Tag: fairytale

The Little Red Robot

Once there was a little red robot who was in charge of coordinating the efforts of all the kitchen appliances. One day, the robot was checking the calendar and was thrilled to find a dinner party scheduled for that very day. This meant that there would be lots of work to do, but the robot liked work, so this made him very happy.

He stood in the center of the kitchen and displayed the calendar on his view screen. “There is a dinner party today,” he announced to the appliances. “There will be a lot of work to do. Who will help me?” No one replied.

The robot wasn’t concerned. It was up to him to break up an important job like this into smaller tasks, after all, so that each appliance knew which was its part. The robot looked around the kitchen as he thought through what needed to be done.

“There are dirty dishes in the sink. We can’t start cooking when there are dirty dishes. Dishwasher, will you wash the dishes?”

“Not today. I washed two loads yesterday, so I’m due a day off,” the dishwasher rumbled.
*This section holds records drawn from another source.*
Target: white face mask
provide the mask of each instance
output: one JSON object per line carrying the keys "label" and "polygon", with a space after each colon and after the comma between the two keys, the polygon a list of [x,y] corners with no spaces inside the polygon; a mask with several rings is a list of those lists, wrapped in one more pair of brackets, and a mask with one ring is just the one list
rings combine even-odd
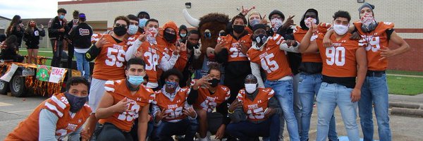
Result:
{"label": "white face mask", "polygon": [[313,23],[316,24],[317,22],[317,20],[313,18],[308,18],[304,19],[304,23],[305,24],[305,26],[308,28],[312,27],[312,25]]}
{"label": "white face mask", "polygon": [[145,32],[147,33],[147,40],[150,43],[155,43],[156,36],[157,36],[157,34],[159,32],[157,31],[157,29],[154,27],[151,27],[149,28],[147,31],[145,31]]}
{"label": "white face mask", "polygon": [[276,32],[279,27],[282,26],[282,20],[274,18],[270,20],[270,23],[271,24],[271,30],[273,30],[274,32]]}
{"label": "white face mask", "polygon": [[245,84],[245,91],[249,94],[252,94],[257,89],[257,84]]}
{"label": "white face mask", "polygon": [[348,31],[348,26],[343,25],[333,25],[333,30],[339,35],[343,35]]}
{"label": "white face mask", "polygon": [[130,25],[129,28],[128,28],[128,34],[130,35],[135,35],[138,32],[138,26],[135,25]]}

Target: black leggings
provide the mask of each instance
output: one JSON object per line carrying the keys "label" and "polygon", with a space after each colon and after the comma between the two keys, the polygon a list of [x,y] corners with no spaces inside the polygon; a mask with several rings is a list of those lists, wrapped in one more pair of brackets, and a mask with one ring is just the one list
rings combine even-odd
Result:
{"label": "black leggings", "polygon": [[133,140],[133,138],[129,133],[125,132],[119,129],[116,125],[105,123],[102,129],[102,132],[97,137],[97,141],[125,141]]}

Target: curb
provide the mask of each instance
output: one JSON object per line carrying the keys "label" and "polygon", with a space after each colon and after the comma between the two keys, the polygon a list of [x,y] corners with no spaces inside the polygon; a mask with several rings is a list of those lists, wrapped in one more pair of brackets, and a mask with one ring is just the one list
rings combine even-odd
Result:
{"label": "curb", "polygon": [[393,107],[391,110],[391,114],[423,118],[423,110]]}
{"label": "curb", "polygon": [[423,104],[415,104],[415,103],[404,103],[404,102],[390,102],[389,107],[396,108],[405,108],[405,109],[423,109]]}

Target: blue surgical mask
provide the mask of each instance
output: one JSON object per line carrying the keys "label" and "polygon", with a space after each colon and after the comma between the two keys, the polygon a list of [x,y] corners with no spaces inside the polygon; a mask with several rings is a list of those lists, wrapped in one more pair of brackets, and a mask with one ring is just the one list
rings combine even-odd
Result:
{"label": "blue surgical mask", "polygon": [[147,20],[148,20],[147,18],[140,19],[138,22],[138,26],[140,26],[140,27],[141,28],[144,28],[144,27],[145,27],[145,23],[147,23]]}
{"label": "blue surgical mask", "polygon": [[128,34],[130,35],[135,35],[138,31],[138,26],[135,25],[130,25],[128,30]]}
{"label": "blue surgical mask", "polygon": [[70,111],[72,113],[76,113],[80,109],[81,109],[87,100],[88,100],[88,97],[77,97],[72,94],[69,94],[68,92],[65,92],[65,97],[68,99],[68,102],[70,105]]}
{"label": "blue surgical mask", "polygon": [[128,81],[132,85],[140,85],[144,82],[144,76],[129,75]]}
{"label": "blue surgical mask", "polygon": [[166,81],[166,87],[169,89],[176,89],[178,85],[176,82]]}

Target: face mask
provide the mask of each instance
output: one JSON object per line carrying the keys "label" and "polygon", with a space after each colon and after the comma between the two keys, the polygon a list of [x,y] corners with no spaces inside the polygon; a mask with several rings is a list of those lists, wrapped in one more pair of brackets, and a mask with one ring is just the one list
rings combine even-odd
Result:
{"label": "face mask", "polygon": [[168,89],[176,89],[178,87],[178,84],[176,82],[166,81],[166,87]]}
{"label": "face mask", "polygon": [[267,36],[265,35],[259,35],[252,39],[253,42],[256,42],[259,44],[264,44],[266,40],[267,40]]}
{"label": "face mask", "polygon": [[244,32],[244,30],[245,30],[244,25],[233,25],[233,31],[235,31],[235,32],[236,32],[238,34],[243,33],[243,32]]}
{"label": "face mask", "polygon": [[127,29],[123,26],[115,27],[113,28],[113,32],[118,36],[123,36],[126,34]]}
{"label": "face mask", "polygon": [[304,19],[304,23],[305,23],[305,26],[308,28],[312,27],[312,25],[313,23],[316,24],[317,22],[317,20],[313,18],[308,18]]}
{"label": "face mask", "polygon": [[209,80],[209,82],[212,83],[210,85],[210,86],[212,86],[212,87],[216,87],[216,86],[217,86],[219,82],[220,82],[220,80],[213,78],[213,79]]}
{"label": "face mask", "polygon": [[260,23],[260,20],[255,18],[250,20],[250,25],[251,25],[251,27],[254,27],[254,25],[258,24],[259,23]]}
{"label": "face mask", "polygon": [[194,49],[194,47],[198,48],[197,47],[198,47],[198,44],[192,44],[190,42],[187,42],[187,48],[188,48],[190,50]]}
{"label": "face mask", "polygon": [[256,86],[257,84],[245,84],[245,91],[249,94],[252,94],[257,89]]}
{"label": "face mask", "polygon": [[363,23],[362,29],[364,32],[372,31],[374,30],[374,28],[376,28],[376,26],[377,25],[373,16],[371,16],[369,13],[366,13],[360,18],[360,20],[362,23]]}
{"label": "face mask", "polygon": [[155,43],[156,36],[157,36],[157,29],[151,27],[145,31],[145,32],[147,33],[147,40],[151,44]]}
{"label": "face mask", "polygon": [[271,24],[271,30],[274,32],[278,31],[279,27],[282,26],[282,20],[278,18],[274,18],[270,20],[270,23]]}
{"label": "face mask", "polygon": [[148,20],[147,18],[140,19],[140,20],[138,20],[138,26],[140,26],[140,28],[144,28],[144,27],[145,27],[147,20]]}
{"label": "face mask", "polygon": [[69,102],[69,104],[70,105],[69,111],[72,113],[76,113],[81,109],[88,99],[88,97],[77,97],[67,92],[65,92],[65,97],[68,99],[68,102]]}
{"label": "face mask", "polygon": [[348,31],[348,26],[343,25],[333,25],[333,30],[339,35],[343,35]]}
{"label": "face mask", "polygon": [[129,75],[128,81],[133,85],[140,85],[144,82],[144,76]]}
{"label": "face mask", "polygon": [[166,39],[166,41],[167,41],[168,42],[173,42],[175,41],[175,39],[176,39],[176,35],[173,35],[173,34],[171,34],[166,32],[164,32],[163,37],[164,37],[164,39]]}
{"label": "face mask", "polygon": [[138,26],[135,25],[130,25],[128,30],[128,34],[130,35],[135,35],[138,31]]}

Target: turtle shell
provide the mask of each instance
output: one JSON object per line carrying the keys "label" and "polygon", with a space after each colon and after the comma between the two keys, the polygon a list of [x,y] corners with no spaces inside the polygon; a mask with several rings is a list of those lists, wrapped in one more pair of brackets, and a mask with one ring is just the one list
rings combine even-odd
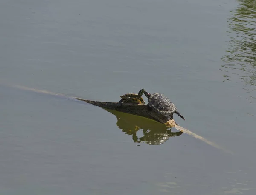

“Then I’ll do it myself,” said the little red robot. And he did. He only broke three plates, which didn’t seem too bad.

The dishwasher didn’t agree. “Three plates? They’re going to blame me for that. I’ll be sent away and replaced by a newer dishwasher.”

“But there are lots of plates,” the robot protested.

“That’s because I don’t break them! If I broke plates every time I washed dishes, then they’d be gone in two weeks or less.”

The little red robot had to admit that the dishwasher had a point. But there wasn’t time to discuss abstract philosophy. There was a dinner party to prepare for. The robot went through his mental list.

“Now it’s time to choose a menu. Cookbook database, can you choose a recipe that would be good for a dinner party?”

The cookbook beeped. “All our recipes are good. Make them all.”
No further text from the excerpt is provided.